Corn prices rose after the U.S. Department of Agriculture confirmed sales of 667,000 tonnes of U.S. corn to China for 2022/23 delivery.
Uncertainty over whether a deal to allow grain shipments from Ukraine’s Black Sea ports would be extended ahead of a deadline later this week continued to drive prices up, traders said, after Kyiv rejected a Russian push for a reduced 60-day renewal.
Turkey said it would continue discussions to extend the deal for 120 days rather than 60 days, while the German government on Wednesday joined calls for Moscow to extend the deal beyond 60 days.
Russia and Ukraine are among the world’s largest corn and wheat exporters and the creation of the corridor has helped cool global food commodity prices that hit record highs after Russia invaded Ukraine a year ago.
Grains in agricultural market were curbed by the U.S. banking crisis.
Asian stocks tumbled on Thursday, and investors bought gold, bonds and the dollar as fear of a banking crisis was reignited by fresh troubles at Credit Suisse, leaving markets on edge ahead of a European Central Bank meeting later in the day.

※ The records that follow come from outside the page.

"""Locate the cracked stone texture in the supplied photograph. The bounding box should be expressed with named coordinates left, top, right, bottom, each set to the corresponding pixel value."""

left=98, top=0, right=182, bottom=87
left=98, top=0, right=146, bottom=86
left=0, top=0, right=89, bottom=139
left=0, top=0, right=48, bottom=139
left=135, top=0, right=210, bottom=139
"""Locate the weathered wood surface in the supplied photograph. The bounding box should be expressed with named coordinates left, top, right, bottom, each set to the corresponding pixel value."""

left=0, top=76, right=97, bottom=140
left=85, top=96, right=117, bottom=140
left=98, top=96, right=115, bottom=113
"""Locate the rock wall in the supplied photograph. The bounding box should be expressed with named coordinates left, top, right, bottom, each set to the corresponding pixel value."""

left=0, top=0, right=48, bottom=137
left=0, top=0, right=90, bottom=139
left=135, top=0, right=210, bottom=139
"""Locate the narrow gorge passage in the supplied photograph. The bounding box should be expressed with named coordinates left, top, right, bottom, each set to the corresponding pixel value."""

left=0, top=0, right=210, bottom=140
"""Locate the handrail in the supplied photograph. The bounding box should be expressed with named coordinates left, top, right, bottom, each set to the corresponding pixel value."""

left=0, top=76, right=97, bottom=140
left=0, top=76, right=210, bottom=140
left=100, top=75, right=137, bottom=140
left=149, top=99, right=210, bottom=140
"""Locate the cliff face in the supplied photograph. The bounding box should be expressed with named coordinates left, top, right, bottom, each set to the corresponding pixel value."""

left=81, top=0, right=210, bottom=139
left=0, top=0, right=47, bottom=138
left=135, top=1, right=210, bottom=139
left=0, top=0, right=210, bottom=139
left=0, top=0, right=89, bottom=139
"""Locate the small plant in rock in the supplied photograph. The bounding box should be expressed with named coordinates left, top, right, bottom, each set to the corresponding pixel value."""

Farmers in Brazil, the world’s top soybean exporter, have harvested over half of an expected record crop, according to analysts.
However, Argentina’s soybean crushing plants are operating at the lowest capacity in history due to the impact of a ferocious drought, the leader of the country’s top grains processing chamber said on Wednesday.
Argentina, the world’s leading exporter of soymeal and soybean oil, is likely to have soybean production of 27 million tonnes this season, the lowest in nearly a quarter century, as a result of low rainfall and high temperatures, Argentina’s Rosario grains exchange has said.
Commodity funds were net buyers of CBOT corn and wheat futures contracts on Wednesday and were net sellers of soybeans, soymeal and soyoil, traders said.